Open kemalaraz opened 4 years ago
I am trying to replicate your NER results with hugginface take your base model as pre-trained and using BertForTokenClassification then train the model for NER but it is not converging. Can you elaborate me on that?
Hi @kemalaraz ,
yes, there are no fine-tuned models stored on the model hub at the moment, only the ones with a normal lm head.
For fine-tuning I used FARM, with corresponding configuration files in the ./config
folder of this repo.
Could you just paste the fine-tuning command that you've used with the run_ner.py
script? Maybe you should adjust the number of epochs (for NER I used 10 epochs) :)
Hello again @stefan-it , Thanks for a quick response, I wrote a big code chunk for it which is below:
# -*- coding: utf-8 -*-
import torch
from torch.optim import Adam
from torch.utils.data import TensorDataset, DataLoader, RandomSampler, SequentialSampler
from transformers import BertTokenizer, BertConfig, AdamW
from transformers import BertForTokenClassification
from preprocess import create_bert_data
import argparse
from seqeval.metrics import f1_score
from tqdm import tqdm, trange
import numpy as np
from transformers import get_linear_schedule_with_warmup
EPOCHS = 10
BATCH_SIZE = 16
MAX_GRAD_NORM = 1.0
parser = argparse.ArgumentParser()
parser.add_argument("-t", "--trainpath", required = True, help = "Path to the train raw data")

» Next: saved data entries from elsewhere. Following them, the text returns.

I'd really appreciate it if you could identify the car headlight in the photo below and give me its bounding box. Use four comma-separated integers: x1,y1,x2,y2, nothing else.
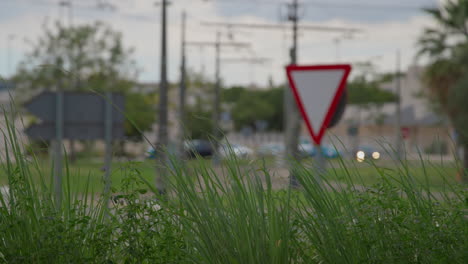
372,151,380,160
356,151,365,162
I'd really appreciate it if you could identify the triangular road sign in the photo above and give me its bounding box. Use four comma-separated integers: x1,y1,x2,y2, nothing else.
286,64,351,145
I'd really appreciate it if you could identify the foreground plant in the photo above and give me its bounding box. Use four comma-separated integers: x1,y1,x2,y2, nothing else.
0,111,466,263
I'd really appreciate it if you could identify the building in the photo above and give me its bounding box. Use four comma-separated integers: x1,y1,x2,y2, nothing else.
324,65,453,156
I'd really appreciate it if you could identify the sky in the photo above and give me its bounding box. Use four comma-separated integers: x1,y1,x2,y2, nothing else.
0,0,442,87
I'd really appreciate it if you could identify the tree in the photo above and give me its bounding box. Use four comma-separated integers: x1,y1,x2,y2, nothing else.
222,86,284,132
186,106,214,140
348,75,397,107
417,0,468,183
125,92,157,141
347,75,397,125
183,70,216,140
15,21,138,96
13,21,155,156
231,92,274,131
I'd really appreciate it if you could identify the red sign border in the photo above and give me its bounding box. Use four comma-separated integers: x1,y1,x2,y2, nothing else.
285,64,351,145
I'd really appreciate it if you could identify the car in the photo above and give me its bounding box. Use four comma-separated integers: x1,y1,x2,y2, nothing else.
257,140,339,159
257,143,285,157
184,139,214,158
320,145,340,159
219,144,254,159
299,139,340,159
355,146,381,162
146,143,177,159
146,139,214,159
299,141,315,157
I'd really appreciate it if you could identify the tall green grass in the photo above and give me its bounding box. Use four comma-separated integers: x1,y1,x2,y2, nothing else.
0,111,466,263
0,112,187,263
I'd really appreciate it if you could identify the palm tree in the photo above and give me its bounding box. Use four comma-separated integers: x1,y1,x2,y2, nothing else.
418,0,468,183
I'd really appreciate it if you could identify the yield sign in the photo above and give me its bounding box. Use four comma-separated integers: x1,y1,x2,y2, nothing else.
286,64,351,145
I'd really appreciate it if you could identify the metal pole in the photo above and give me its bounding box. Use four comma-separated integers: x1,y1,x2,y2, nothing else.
178,11,187,159
6,35,10,78
103,92,113,201
54,91,64,208
212,31,221,165
395,50,402,159
156,0,169,194
6,34,16,78
286,0,302,187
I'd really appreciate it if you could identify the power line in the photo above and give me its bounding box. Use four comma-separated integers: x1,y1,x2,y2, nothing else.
198,0,434,10
201,21,362,33
303,1,433,10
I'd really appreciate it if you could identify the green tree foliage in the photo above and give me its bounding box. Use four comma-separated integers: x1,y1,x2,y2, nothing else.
184,71,215,139
125,93,157,140
222,86,284,131
347,76,397,108
418,0,468,182
13,21,154,139
186,106,214,140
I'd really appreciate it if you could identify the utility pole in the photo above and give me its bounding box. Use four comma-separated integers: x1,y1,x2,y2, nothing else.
178,10,187,159
156,0,169,194
285,0,303,187
395,50,402,160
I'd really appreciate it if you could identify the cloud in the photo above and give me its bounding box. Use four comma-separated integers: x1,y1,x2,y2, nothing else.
0,0,438,87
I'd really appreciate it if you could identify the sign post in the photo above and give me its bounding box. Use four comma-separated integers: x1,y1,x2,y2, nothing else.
285,64,351,179
103,92,113,202
54,91,64,208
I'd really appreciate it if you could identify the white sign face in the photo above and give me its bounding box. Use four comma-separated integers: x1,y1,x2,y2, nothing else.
286,64,351,144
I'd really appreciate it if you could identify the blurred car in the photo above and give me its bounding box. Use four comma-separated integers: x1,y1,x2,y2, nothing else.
300,139,340,159
184,139,214,158
355,146,381,162
146,139,214,159
299,141,315,157
257,141,339,159
257,140,314,158
219,144,254,159
257,143,285,157
320,145,340,159
146,143,177,159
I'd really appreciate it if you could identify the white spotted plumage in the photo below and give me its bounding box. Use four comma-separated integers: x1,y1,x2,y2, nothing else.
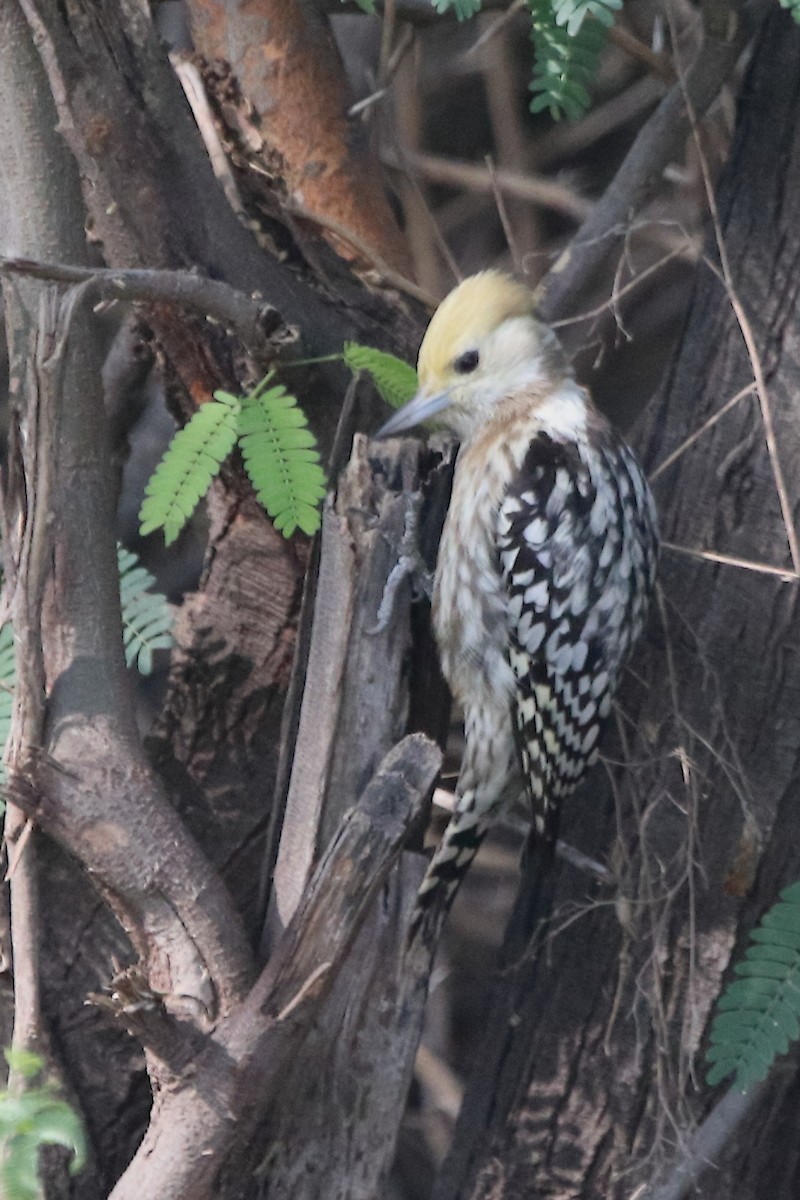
375,272,657,941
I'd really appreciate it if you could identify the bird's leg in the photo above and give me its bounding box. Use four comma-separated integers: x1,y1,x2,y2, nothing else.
369,490,434,635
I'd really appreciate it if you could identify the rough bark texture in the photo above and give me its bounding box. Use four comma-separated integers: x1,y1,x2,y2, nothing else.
0,3,429,1196
107,734,442,1200
185,0,413,276
251,435,451,1200
438,12,800,1200
7,1,800,1197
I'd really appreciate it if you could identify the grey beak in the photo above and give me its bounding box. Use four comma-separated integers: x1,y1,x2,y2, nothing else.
375,389,451,438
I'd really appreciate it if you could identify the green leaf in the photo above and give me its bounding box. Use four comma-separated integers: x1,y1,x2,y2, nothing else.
527,0,612,120
0,1131,42,1200
778,0,800,22
237,376,326,538
342,343,418,410
2,1051,41,1082
18,1101,85,1173
750,924,800,951
348,0,376,10
139,392,240,545
431,0,482,16
0,1050,86,1200
117,546,174,676
706,881,800,1090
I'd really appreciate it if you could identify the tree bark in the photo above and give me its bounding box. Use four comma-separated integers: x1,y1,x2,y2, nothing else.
0,3,428,1195
437,11,800,1200
185,0,413,277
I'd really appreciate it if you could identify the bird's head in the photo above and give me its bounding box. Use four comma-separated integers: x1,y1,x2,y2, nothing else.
377,271,569,442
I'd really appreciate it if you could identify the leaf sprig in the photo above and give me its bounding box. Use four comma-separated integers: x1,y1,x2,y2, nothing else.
528,0,620,120
138,375,327,545
342,0,621,121
138,345,417,547
707,881,800,1091
139,391,240,546
0,1048,85,1200
236,376,327,537
342,343,418,410
778,0,800,21
117,545,175,674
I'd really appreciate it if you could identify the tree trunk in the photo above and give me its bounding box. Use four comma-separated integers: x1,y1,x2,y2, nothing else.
0,3,430,1196
436,11,800,1200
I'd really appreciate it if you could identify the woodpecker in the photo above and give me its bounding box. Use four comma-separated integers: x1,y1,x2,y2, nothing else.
378,272,657,941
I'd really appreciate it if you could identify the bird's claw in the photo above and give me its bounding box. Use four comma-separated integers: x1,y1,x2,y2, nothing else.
369,491,433,634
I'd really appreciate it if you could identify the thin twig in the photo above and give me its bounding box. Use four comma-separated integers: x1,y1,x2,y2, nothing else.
661,541,800,582
415,1044,464,1118
391,151,463,285
535,76,664,168
462,0,526,58
649,383,757,481
171,55,245,216
551,244,694,328
382,147,592,222
607,25,676,83
349,86,388,117
5,816,35,882
378,0,397,85
275,962,331,1022
485,155,522,276
640,1081,768,1200
349,25,414,117
705,257,799,570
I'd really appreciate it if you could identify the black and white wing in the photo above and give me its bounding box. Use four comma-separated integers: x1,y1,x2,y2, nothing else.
496,428,658,840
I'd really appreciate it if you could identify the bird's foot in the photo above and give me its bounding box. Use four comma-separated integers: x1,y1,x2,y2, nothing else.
369,490,434,634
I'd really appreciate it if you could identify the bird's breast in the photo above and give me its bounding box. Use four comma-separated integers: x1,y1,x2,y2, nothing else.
432,429,530,710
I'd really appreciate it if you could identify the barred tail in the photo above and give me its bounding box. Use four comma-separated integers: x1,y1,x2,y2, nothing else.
408,793,488,945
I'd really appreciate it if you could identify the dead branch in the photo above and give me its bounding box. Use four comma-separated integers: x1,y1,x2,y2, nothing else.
0,258,289,359
108,734,441,1200
3,277,253,1018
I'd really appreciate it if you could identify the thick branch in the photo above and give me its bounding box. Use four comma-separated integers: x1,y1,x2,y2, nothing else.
0,11,253,1019
17,0,416,364
185,0,412,275
109,734,441,1200
8,280,253,1017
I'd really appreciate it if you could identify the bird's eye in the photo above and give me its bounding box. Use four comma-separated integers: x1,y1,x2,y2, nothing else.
454,349,480,374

parser.add_argument("-v", "--valpath", required = True, help = "Path to the val raw data")
parser.add_argument("-f", "--finetune", required = True, help = "Fine tuning option if false just the classifier layer is trained")
args = vars(parser.parse_args())
if args["finetune"] == "True":
fine_tune = True
if args["finetune"] == "False":
fine_tune = False
assert fine_tune is True or fine_tune is False, "Fine-tune must be a boolean value but given {}".format(args["finetune"])
#Tokenizer
tokenizer = BertTokenizer.from_pretrained("dbmdz/bert-base-turkish-cased")

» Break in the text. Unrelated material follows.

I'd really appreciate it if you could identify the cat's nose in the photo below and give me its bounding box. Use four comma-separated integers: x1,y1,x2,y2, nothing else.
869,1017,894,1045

#Accuracy on a token level (balanced accuracy)
def flat_accuracy(preds, labels):
pred_flat = np.argmax(preds, axis=2).flatten()
labels_flat = labels.flatten()
return np.sum(pred_flat == labels_flat) / len(labels_flat)

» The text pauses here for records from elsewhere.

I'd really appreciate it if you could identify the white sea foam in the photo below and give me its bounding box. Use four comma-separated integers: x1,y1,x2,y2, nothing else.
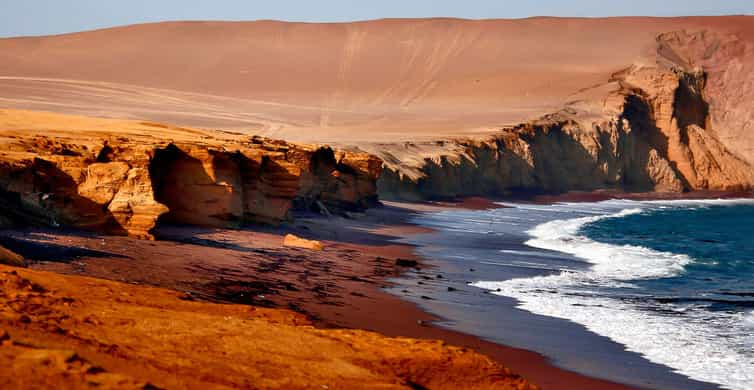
524,207,691,280
472,199,754,390
499,249,570,259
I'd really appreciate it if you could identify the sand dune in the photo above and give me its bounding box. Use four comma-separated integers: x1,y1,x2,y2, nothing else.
1,17,752,144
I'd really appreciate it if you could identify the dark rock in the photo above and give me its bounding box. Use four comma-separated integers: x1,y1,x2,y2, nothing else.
395,259,419,268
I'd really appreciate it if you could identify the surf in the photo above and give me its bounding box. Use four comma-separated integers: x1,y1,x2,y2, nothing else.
470,199,754,389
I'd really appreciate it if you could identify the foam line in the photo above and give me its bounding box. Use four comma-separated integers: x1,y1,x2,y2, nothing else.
472,199,754,389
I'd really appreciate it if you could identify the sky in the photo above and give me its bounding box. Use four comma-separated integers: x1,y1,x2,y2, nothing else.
1,0,753,37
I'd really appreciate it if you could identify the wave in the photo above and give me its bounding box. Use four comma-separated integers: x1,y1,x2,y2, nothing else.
499,249,577,259
524,207,691,280
473,199,754,389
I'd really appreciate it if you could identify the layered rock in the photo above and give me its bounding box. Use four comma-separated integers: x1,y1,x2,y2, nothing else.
0,112,381,238
149,138,381,228
376,30,754,200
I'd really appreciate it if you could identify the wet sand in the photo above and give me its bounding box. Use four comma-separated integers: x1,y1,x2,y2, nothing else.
393,193,749,389
0,201,637,389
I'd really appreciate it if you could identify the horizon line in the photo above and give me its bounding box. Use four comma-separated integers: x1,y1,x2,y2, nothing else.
2,14,752,39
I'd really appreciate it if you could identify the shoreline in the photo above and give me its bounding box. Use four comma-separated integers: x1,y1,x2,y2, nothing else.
308,201,636,390
502,189,754,205
4,191,748,388
396,194,750,389
0,198,636,389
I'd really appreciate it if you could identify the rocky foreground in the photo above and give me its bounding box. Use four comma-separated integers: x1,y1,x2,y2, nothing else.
0,264,534,389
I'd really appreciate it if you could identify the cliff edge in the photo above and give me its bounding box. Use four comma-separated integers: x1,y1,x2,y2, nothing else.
0,110,381,238
1,17,752,200
375,29,754,199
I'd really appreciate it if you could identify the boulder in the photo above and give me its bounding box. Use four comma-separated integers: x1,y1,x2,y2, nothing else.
283,234,324,251
395,258,419,268
0,245,25,267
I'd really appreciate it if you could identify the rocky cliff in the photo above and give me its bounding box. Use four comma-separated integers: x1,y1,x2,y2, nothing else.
0,110,381,238
2,19,753,202
2,24,753,205
375,30,754,200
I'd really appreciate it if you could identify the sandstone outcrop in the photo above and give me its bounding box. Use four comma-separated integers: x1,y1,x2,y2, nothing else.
282,234,324,251
1,19,753,202
0,111,381,238
375,30,754,200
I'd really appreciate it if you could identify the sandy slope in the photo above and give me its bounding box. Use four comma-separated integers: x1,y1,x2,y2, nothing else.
0,17,752,145
0,264,535,389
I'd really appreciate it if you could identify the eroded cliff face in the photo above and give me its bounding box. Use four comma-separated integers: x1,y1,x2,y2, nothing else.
0,113,381,238
376,30,754,200
148,138,381,228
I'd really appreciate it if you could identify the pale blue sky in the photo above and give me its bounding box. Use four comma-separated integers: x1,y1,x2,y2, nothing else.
1,0,752,37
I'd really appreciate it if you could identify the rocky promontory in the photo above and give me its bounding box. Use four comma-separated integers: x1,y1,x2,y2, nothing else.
2,18,752,201
0,110,381,238
374,29,754,199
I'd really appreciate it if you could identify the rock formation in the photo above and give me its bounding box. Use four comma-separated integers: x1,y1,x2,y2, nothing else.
1,21,753,204
0,245,24,267
0,111,381,238
283,234,324,251
375,30,754,199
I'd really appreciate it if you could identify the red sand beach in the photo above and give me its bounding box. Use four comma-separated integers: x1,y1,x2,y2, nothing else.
1,201,634,389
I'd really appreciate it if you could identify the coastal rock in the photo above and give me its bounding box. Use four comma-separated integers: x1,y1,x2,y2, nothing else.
0,245,24,267
1,21,752,203
0,111,382,238
283,234,324,251
375,30,754,199
395,258,419,268
150,140,381,227
108,166,169,239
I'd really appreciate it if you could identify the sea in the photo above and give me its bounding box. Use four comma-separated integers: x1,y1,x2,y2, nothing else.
394,198,754,390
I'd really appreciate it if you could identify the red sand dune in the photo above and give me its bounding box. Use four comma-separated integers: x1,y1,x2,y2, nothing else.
1,16,752,144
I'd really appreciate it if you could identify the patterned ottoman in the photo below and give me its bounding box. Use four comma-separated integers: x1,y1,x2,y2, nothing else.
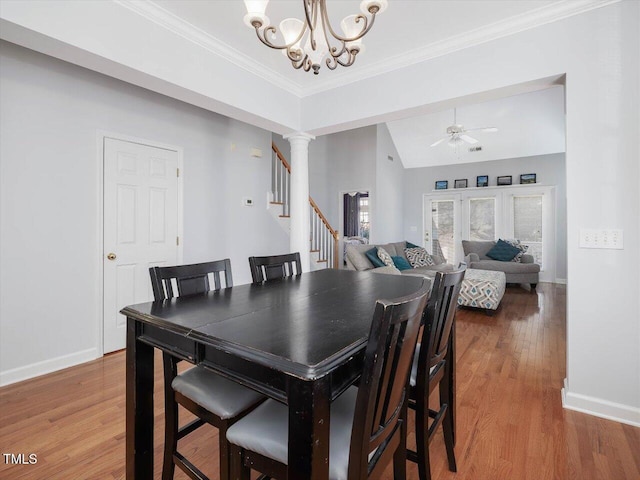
457,269,506,314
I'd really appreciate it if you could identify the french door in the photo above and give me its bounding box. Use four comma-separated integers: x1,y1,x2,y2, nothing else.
423,186,556,281
423,197,460,263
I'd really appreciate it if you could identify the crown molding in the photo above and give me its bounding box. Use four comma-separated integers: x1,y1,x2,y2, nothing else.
302,0,621,96
116,0,620,100
114,0,304,96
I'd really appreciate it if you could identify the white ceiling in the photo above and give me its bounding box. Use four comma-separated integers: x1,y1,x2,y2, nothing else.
121,1,569,165
0,0,591,141
151,0,561,94
386,86,566,168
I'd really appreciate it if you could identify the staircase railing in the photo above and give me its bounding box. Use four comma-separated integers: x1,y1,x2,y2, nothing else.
271,143,291,217
272,143,339,269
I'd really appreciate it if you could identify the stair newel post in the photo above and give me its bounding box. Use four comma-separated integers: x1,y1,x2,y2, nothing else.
283,133,314,272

#Set up if the script will run on cpu or gpu
device = torch.device("cuda" if torch.cuda.is_available() else "cpu")
n_gpu = torch.cuda.device_count()
train_input, train_labels, uniq_ent, ent_idx, train_attention_masks = create_bert_data("train.txt", train = True)
val_input, val_labels, val_attention_masks = create_bert_data(args["valpath"], train = False)
one_training_step = len(train_input) / BATCH_SIZE
train_input = torch.tensor(train_input)
train_labels = torch.tensor(train_labels)
train_attention_masks = torch.tensor(train_attention_masks)
val_input = torch.tensor(val_input)
val_labels = torch.tensor(val_labels)
val_attention_masks = torch.tensor(val_attention_masks)
#Define the DataLoader and shuffle the data at training time and test time pass them to SequentialSampler
train_dataset = TensorDataset(train_input, train_attention_masks, train_labels)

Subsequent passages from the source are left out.